Outside of former FARC leaders, Santrich has maintained contact with other dissident FARC groups, including those led by Miguel Botache Santillana, alias “Gentil Duarte” and Géner García Molina, alias “Jhon 40.” He is also suspected of having direct contact with Rafael Caro Quintero, alias “Don Rafa,” one of the founders of the now defunct Guadalajara Cartel and an important member of the current Sinaloa Cartel.
After spending nearly two months in hiding, during which he missed mandatory meetings with the JEP, Santrich has reemerged in the video announcing the new dissident force and their return to combat. Standing beside Márquez, he wears fatigues and carries an AK-47 assault rifle.

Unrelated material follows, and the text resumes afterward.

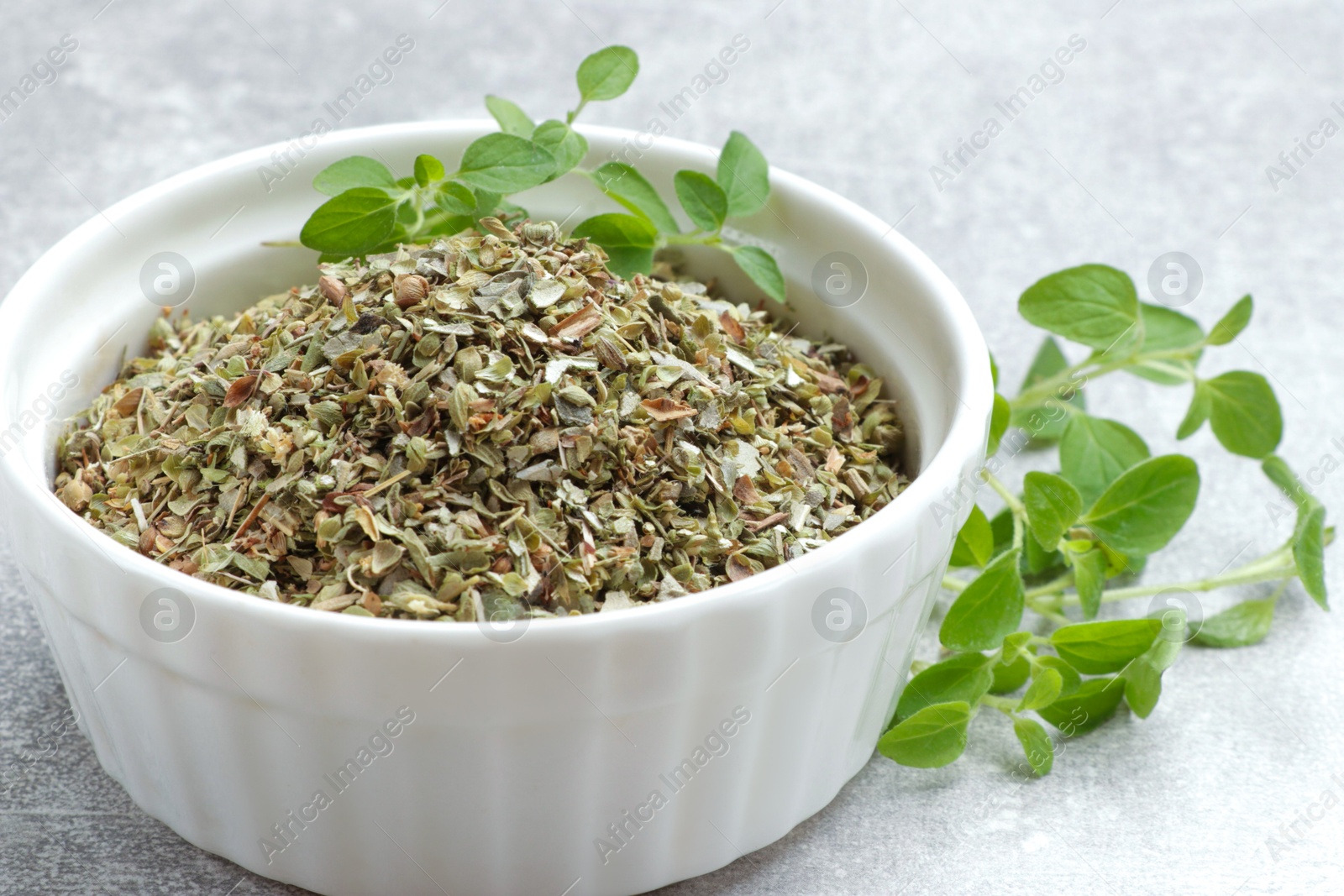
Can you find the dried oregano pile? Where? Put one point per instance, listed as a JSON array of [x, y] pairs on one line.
[[487, 427]]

The government has issued a warrant for Santrich’s arrest, and President Iván Duque has offered a bounty of three billion pesos (about $875,500) for information leading to his capture.
Santrich is a well-respected voice within the former FARC and will likely play an influential role in forging alliances with other dissident cells. He also stands to be one of the primary negotiators with other irregular armed groups in Venezuela, a role which he has played in the past.